We congratulate both young women and wish them continued success in the future.

Click here for their essays.

Tuesday, May 08, 2007

Sponsored Sister

As a part of S.I.S.T.E.R.S efforts to support Women and Women's Organizations, last December S.I.S.T.E.R.S hosted a tea party in honor of Women for Women International. S.I.S.T.E.R.S also chose to sponsor a young woman through WWI's sponsorship program. Details of that young woman's life (as provided by WWI) follow:

Country: Kosovo
DOB: 1983
Married with 3 children

The situation of the Kosovar women we sponsor through Women for Women International is very difficult. Poor economic conditions, high unemployment (nearly 60% in 2004) lack of education, and years of displacement, war and trauma of forced displacement--along with rape and torture--under Serbian ethnic cleansing campaign during the war. After the war, many women became heads of the households, a family structure previously uncommon to them. Despite this new role, the illiteracy rate among women is increasing and employment among women is only at 30 percent overall, with a 21 percent employment rate in rural areas.
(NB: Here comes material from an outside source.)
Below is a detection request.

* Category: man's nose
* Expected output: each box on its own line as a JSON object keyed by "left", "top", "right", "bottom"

Limited opportunities and dire economic situation prompt many women to seek jobs internationally, making them prey to the international sex trade, which thrives in the Balkans.

The Sponsorship Program has changed the lives of more than 55,000 women, giving them the tools to move from victims of war to survivors to active citizens engaged in the rebuilding of their country. WWI currently has more than 19,000 sponsors from 54 countries and 22,500 participants in participating in our programs worldwide.